The Nature of a Tree
Die Beschaffenheit eines Astes
The point of departure for Jens Höffken’s short film The Nature of a Tree is provided by the notorious death of Austro-Hungarian author Ödön von Horváth (1901–1938) eventuated by the bough of sycamore tree that crashed onto the Champs-Élysées in Paris. The director employs a biographical pursuit of clues to capture the atmosphere of the harbor of Horváth’s native town (Fiume, today Rijeka/Croatia), and shows (red-)gloved hands resembling those of an archivist rummaging through a suitcase containing photographs of the author. The images are reminiscent of photos found in the coat pocket of the deceased Horváth, of half-dressed or bare-naked individuals.
Horváth was a mystic. A fortuneteller had prophesied he would undergo “the greatest experience of his life” while on a trip during the first days of June in 1938. For this reason among other things Horváth superstitiously avoided using elevators. On the very day of his demise Horváth met up with the German-American director Robert Siodmak, in order to discuss a filmic adaptation of his acclaimed novel Youth Without God (Jugend ohne Gott, 1937). He rejected Siodmak’s offer to give him a lift back to the hotel. The fatal accident transpired during his walk back on foot.

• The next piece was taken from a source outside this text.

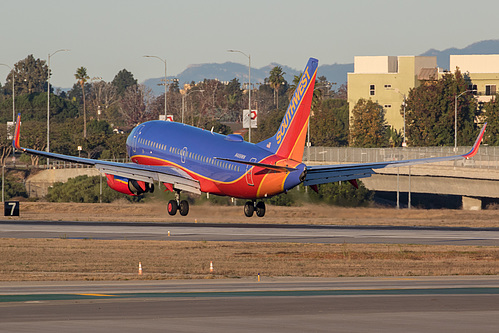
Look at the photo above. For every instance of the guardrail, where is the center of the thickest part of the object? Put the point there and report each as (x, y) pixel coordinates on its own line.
(486, 158)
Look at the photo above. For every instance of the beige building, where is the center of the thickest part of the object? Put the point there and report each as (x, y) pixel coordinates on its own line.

Höffken stages “biography, work, anecdote” in this short film. He primarily employs three figures: the Élysée – Höffken’s invention, reminiscent of Elysium, the isle of blessed souls from Greek mythology, and the Elysian Fields in Paris; the deadly branch, in the form of countless shots of trees; and the figure of Horváth, which is not embodied but rather delivered by the missing presence at the center of this lyrical chamber play. The expressive images of this film are accompanied by the voice of a storyteller who evokes the life and work of the author in a poetically distilled language, almost resembling that of Horváth himself.